Anti-Psychotic Drug Use in Nursing Homes
A current, controversial area of medical, legal, and ethical concern in America is the distribution of anti-psychotic drugs to nursing home patients as a method of chemical restraint. According to the Code of Federal Regulations for Public Health, a nursing home “resident has the right to be free from any physical or chemical restraints imposed for purposes of discipline or convenience, and not required to treat the resident’s medical symptoms.” State laws reinforce the federal regulations and delve into further detail about defining and administering anti-psychotic drugs. An example from Indiana’s regulations includes requiring an “order for chemical restraints [to] specify the dosage and the interval of and reasons for the use of chemical restraint.”
Most of the state laws are still unclear as to what the use of chemical restraints should be. The definition of chemical restraints, according to California’s Code of Regulations , explains that a “chemical restraint is anything that is used for discipline or convenience and not required to treat medical symptoms. . . . If a medication is used solely or primarily to treat a medical condition, it is not a chemical restraint.” While operating under the federal regulations, California’s definition implies that the use of chemical restraints is unlawful. The state’s regulations go on further to outline that “[r]estraints shall not be used for disciplinary purposes, for staff convenience or to reduce the need for care of residents during periods of understaffing.” These discrepancies within states’ own regulations is an excellent example of the unclear boundaries of which physicians and nursing facilities may take advantage.
In the “State Regulations Pertaining to Resident Behavior & Facility Practices,” most of the states agree that residents have the right to be free from restraints that are “not required to treat” a resident’s medical symptoms. Most states reinforce the prohibition of using these drugs for the purpose of “discipline or convenience,” already required by federal regulations. However, there are more holistic treatments available to appease these patients’ symptoms; thus, if not for discipline or convenience—what are these drugs for?

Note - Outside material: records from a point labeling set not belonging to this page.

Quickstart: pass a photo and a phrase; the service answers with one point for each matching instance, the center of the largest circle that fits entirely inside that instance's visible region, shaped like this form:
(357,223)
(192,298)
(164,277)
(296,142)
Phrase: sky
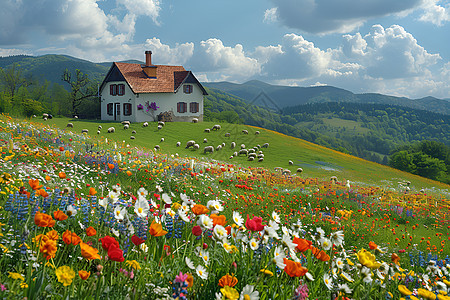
(399,48)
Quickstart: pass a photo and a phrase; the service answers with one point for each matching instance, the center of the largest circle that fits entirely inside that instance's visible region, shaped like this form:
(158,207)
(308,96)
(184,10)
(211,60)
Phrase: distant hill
(278,97)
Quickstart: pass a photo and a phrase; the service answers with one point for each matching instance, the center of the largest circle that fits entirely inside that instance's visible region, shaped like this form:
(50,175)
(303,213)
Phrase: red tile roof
(167,80)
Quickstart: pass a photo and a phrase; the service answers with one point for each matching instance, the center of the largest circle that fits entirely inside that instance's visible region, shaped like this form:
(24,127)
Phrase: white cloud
(327,16)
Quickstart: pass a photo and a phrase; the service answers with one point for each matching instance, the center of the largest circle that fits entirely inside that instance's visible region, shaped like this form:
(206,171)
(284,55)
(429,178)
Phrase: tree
(81,88)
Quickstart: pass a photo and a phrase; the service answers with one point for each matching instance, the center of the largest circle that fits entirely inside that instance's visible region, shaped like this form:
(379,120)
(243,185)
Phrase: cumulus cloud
(327,16)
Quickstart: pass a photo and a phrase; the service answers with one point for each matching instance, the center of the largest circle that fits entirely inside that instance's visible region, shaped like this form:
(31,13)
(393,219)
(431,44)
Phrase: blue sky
(399,47)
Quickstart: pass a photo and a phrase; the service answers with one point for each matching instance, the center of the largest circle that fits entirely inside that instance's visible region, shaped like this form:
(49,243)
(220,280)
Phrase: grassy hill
(316,161)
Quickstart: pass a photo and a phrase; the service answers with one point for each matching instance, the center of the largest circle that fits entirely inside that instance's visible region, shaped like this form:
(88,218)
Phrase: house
(140,93)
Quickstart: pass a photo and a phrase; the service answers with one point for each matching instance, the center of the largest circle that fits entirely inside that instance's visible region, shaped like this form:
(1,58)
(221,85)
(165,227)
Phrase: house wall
(165,101)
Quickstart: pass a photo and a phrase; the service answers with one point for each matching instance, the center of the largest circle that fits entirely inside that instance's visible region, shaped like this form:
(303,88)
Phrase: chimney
(148,68)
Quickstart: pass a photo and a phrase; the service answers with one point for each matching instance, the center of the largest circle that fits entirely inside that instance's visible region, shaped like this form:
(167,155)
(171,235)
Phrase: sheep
(209,149)
(190,144)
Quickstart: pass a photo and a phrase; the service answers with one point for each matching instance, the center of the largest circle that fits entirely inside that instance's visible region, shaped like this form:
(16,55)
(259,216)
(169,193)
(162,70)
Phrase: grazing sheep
(190,144)
(209,149)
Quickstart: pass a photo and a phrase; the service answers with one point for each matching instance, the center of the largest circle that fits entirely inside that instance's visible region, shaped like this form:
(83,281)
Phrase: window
(187,88)
(121,89)
(193,107)
(181,107)
(113,89)
(109,109)
(127,109)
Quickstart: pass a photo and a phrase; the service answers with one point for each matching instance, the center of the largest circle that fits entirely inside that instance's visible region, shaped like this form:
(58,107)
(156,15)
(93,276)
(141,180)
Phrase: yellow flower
(134,264)
(65,275)
(16,276)
(229,293)
(367,259)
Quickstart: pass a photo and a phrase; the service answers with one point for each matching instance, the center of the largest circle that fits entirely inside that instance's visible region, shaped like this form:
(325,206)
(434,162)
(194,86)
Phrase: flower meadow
(97,219)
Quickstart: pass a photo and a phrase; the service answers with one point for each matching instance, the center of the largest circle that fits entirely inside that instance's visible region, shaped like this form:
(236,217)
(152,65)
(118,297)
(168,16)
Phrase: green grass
(316,161)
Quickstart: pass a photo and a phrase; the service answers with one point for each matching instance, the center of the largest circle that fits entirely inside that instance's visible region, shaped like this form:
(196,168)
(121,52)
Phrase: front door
(116,111)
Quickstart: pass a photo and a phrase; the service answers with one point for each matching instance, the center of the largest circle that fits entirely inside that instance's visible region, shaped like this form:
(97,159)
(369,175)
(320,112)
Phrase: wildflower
(201,272)
(71,238)
(156,229)
(43,220)
(89,252)
(59,215)
(229,280)
(134,264)
(65,275)
(84,274)
(90,231)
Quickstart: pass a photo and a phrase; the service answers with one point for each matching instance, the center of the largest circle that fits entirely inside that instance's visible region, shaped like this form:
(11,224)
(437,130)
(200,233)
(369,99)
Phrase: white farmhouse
(139,93)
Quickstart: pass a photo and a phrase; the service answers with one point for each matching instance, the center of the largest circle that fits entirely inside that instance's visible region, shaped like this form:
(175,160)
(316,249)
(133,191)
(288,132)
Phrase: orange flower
(53,235)
(156,229)
(71,238)
(48,248)
(89,252)
(302,244)
(90,231)
(294,269)
(92,192)
(43,220)
(34,183)
(218,220)
(199,209)
(59,215)
(84,274)
(228,280)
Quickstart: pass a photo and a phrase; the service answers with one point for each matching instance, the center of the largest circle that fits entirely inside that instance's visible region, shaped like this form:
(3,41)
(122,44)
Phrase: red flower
(115,253)
(107,241)
(137,240)
(254,224)
(196,230)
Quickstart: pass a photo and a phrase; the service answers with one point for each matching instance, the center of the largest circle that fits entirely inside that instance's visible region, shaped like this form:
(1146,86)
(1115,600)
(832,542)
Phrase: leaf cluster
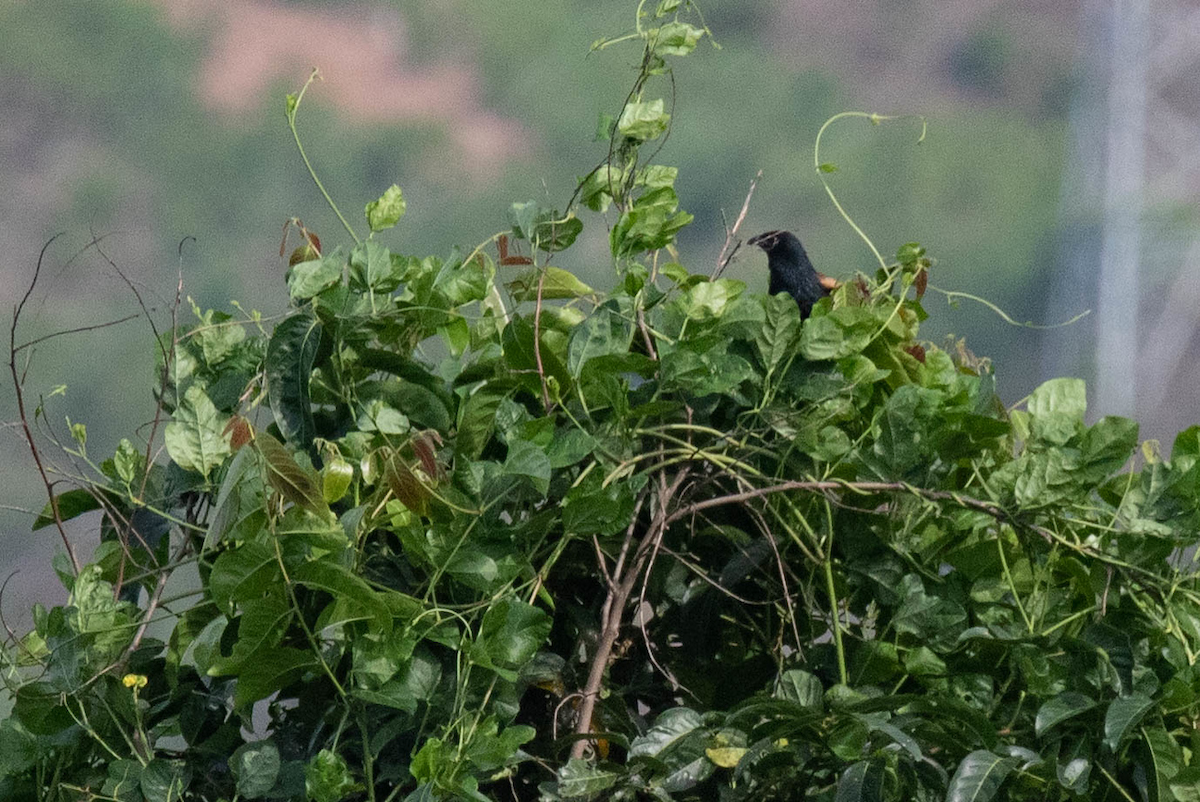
(465,527)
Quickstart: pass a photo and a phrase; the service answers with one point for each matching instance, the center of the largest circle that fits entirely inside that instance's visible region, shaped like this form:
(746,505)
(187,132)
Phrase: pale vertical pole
(1116,341)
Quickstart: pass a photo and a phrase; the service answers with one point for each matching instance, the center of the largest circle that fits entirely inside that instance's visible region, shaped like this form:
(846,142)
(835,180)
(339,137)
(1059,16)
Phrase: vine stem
(293,106)
(875,119)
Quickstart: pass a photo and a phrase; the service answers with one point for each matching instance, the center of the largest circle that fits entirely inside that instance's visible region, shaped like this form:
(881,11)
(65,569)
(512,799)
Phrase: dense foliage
(466,527)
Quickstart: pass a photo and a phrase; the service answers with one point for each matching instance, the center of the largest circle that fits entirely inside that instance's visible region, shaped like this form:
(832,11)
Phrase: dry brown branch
(723,259)
(18,388)
(612,612)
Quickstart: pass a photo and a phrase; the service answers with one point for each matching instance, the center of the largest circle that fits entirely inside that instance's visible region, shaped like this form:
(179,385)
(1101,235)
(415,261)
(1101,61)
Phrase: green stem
(293,106)
(816,163)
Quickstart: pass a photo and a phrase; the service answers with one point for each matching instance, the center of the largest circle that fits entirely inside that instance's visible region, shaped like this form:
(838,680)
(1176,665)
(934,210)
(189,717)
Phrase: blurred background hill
(160,125)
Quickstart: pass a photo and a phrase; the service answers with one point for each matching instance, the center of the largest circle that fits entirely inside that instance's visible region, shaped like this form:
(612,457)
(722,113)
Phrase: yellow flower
(135,681)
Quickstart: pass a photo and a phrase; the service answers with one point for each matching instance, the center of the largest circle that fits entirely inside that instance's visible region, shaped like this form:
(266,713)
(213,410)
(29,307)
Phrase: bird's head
(779,243)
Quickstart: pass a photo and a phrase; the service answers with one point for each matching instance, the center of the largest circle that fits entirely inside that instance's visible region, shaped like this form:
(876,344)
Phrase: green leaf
(345,586)
(232,497)
(328,778)
(72,503)
(643,121)
(256,767)
(527,460)
(510,634)
(312,277)
(675,39)
(273,670)
(385,211)
(1123,714)
(291,354)
(779,336)
(841,333)
(802,687)
(978,777)
(862,782)
(651,223)
(544,227)
(165,779)
(247,572)
(581,779)
(1060,708)
(1167,760)
(196,438)
(1186,784)
(708,299)
(609,330)
(1056,410)
(262,626)
(335,479)
(477,419)
(373,269)
(557,285)
(124,780)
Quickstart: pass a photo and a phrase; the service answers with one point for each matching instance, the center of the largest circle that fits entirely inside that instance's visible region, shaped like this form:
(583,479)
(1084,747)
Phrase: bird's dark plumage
(791,270)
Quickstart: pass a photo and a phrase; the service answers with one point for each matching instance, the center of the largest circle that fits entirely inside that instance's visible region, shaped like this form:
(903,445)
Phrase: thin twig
(724,259)
(615,608)
(18,388)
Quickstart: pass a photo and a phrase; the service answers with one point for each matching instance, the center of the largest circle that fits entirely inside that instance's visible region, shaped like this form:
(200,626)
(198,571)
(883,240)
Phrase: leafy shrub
(468,528)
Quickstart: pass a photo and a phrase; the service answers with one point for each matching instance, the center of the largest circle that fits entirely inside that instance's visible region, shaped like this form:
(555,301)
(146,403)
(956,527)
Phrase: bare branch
(18,388)
(723,259)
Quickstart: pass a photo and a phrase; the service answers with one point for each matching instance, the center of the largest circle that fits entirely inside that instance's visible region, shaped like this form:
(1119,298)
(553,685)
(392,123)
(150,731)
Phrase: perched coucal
(791,270)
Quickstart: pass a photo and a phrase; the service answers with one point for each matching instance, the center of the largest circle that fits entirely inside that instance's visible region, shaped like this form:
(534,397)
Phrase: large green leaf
(387,210)
(345,586)
(247,572)
(291,354)
(1060,708)
(273,670)
(862,782)
(256,766)
(1122,716)
(510,634)
(978,777)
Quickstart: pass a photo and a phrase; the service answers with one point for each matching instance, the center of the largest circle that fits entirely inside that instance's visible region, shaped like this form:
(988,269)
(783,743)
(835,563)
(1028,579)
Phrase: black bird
(791,270)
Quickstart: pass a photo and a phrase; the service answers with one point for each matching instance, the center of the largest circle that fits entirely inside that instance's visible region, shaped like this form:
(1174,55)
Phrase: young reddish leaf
(297,484)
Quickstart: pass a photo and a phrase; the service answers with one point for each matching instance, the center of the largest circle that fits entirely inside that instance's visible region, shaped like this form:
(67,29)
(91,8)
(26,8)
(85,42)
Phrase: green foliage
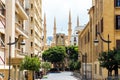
(75,65)
(54,54)
(72,51)
(30,63)
(46,65)
(110,60)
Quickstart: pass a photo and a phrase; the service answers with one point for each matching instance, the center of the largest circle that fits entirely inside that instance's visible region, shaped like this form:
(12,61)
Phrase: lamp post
(84,59)
(106,41)
(12,43)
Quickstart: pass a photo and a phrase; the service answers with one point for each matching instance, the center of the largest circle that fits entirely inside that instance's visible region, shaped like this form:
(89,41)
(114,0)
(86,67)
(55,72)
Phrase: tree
(72,52)
(30,63)
(46,66)
(110,61)
(54,54)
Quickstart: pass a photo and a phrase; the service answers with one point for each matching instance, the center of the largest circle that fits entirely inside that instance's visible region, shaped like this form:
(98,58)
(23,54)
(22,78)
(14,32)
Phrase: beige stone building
(104,17)
(35,29)
(60,38)
(19,17)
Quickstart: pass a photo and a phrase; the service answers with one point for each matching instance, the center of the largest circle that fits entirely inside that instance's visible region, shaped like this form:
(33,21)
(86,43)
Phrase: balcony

The Food and Drug Administration has determined that the risks of anti-psychotic drugs include “complications such as movement disorders, falls, hip fractures, cerebrovascular adverse events . . . and increased risk of death.” The FDA attributes roughly 15,000 deaths each year in nursing homes to “unnecessary anti-psychotic use” and has not approved any drugs for the purpose of chemical restraint. For all the risks of potential long-lasting effects, these anti-psychotic drugs provide only temporary behavioral solutions. Since the definition and legality of chemical restraints is vague, nursing homes often use them in order to control outbursts and behaviors that have undetermined causes, a more cost-effective solution for the facility in comparison to more individualized, holistic approaches.
Nursing homes often use chemical restraints to supplant increased staff, trained in managing dementia patients. The anti-psychotic drugs serve as a quick fix to suppress outbursts that the staff does not have the means to handle. Yet, the lack of a foundational understanding of these patients translates into an inability to properly administer these drugs and gage their effectiveness. In a study, the Centers for Medicare & Medicaid Services ran 42 investigations, involving patients already receiving anti-psychotic medications and of those 69% “resulted in deficiencies related to inappropriate antipsychotic use.” Within 85% of those investigations, the consultant pharmacists failed to “identify the inappropriate antipsychotic use upon their review.”
The criteria for the effectiveness of chemical restraints depends on temporary behavioral appeasements, not the health benefits of the patients. In 55% of the total investigations, the proper procedures, outlined in care plans (behavioral analyses, documentation of side effects, etc.), were incomplete, and in 81% of those cases, the physicians were unable to determine the difference between “therapeutic effectiveness” and “side effects to be monitored.”
According to Charlene Harrington, a University of California, San Francisco professor of nursing and sociology, “as many as 1 in 5 patients in the nation’s 15,500 nursing homes are given antipsychotic drugs that are not only unnecessary, but also extremely dangerous for older patients.” Nursing homes and pharmaceutical companies are profit-driven businesses. The vagueness and improper enforcement of laws involving chemical restraints condone improper uses of these drugs as cost effective restraints.
As a society, we have to determine whether we have been relinquishing the responsibility of our elderly’s quality of life to the impersonal and unsympathetic hands of lawmakers, pharmaceutical companies, and nursing homes. People have a natural, inherent fear of death and the unknown; thus, they often avoid talking about them. Being closer to death, the elderly, who may be physically or mentally weaker than they once were, remind us indirectly of death, and so they suffer from our selfish avoidance of the subject.